Another finding of the new study was that HLA-matched kidneys given to black recipients who had high blood pressure lasted only half as long as they did in black recipients with other causes of kidney failure.

"This study shows that not even matched grafts work very well in blacks, especially those with [high blood pressure]. We need to work on improving outcome in this group," says Charles F. Shield, MD, who reviewed the study for WebMD. Shield is director of organ transplantation at Via Christi-St. Francis Hospital in Wichita, Kan.

People with unusual tissue types have more difficulty in getting a matched kidney. Only 3% of black patients in TheNew England Journal of Medicine study received a matched kidney, as most donors were white, and black patients tend to be more difficult to match for HLA markers.

"To add some justice to the system, we factor other things into the decision of who gets the kidney, such as waiting time. Children get higher priority," Cecka says. "Unfortunately, those that are on top of the list because they've been waiting the longest are often the worst candidates."

The National Allocation Program assigns a set number of points for each of the factors, then determines the best possible match, Cecka explains.

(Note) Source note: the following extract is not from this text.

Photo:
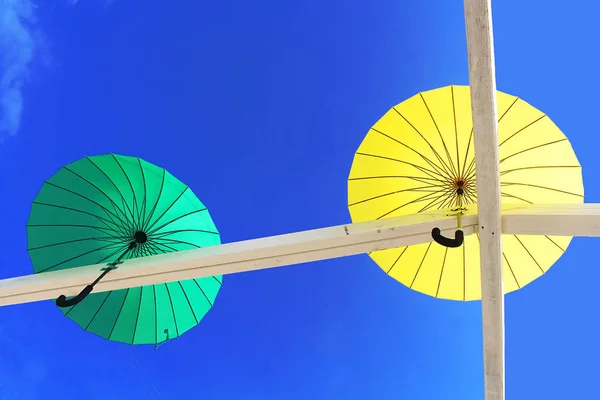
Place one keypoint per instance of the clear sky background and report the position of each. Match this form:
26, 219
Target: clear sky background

Only 20% of donated kidneys find an acceptable HLA match, and the rest get transplanted locally.

The researchers note that age should be among the factors taken into consideration. Many kidneys are from older donors, which could fail prematurely in younger recipients, they say.

"We're studying alternate methods to speed up the waiting time before transplantation," Cecka says. "But the biggest problem is simply that there are more people waiting than there are available kidneys." As of Sept. 30, more than 46,000 people in the U.S. were waiting for kidney transplants, the UNOS says. And in 1999, more than 6,000 patients died while waiting for an organ transplant.

Living donors now make up almost half of kidney donations. Kidneys are donated mostly to blood relatives but also to spouses, friends, and even strangers. Lack of understanding and communication sometimes stops organ donation -- the family is always asked to approve cadaver organ donation -- and may decline unless their relative's wishes were clear.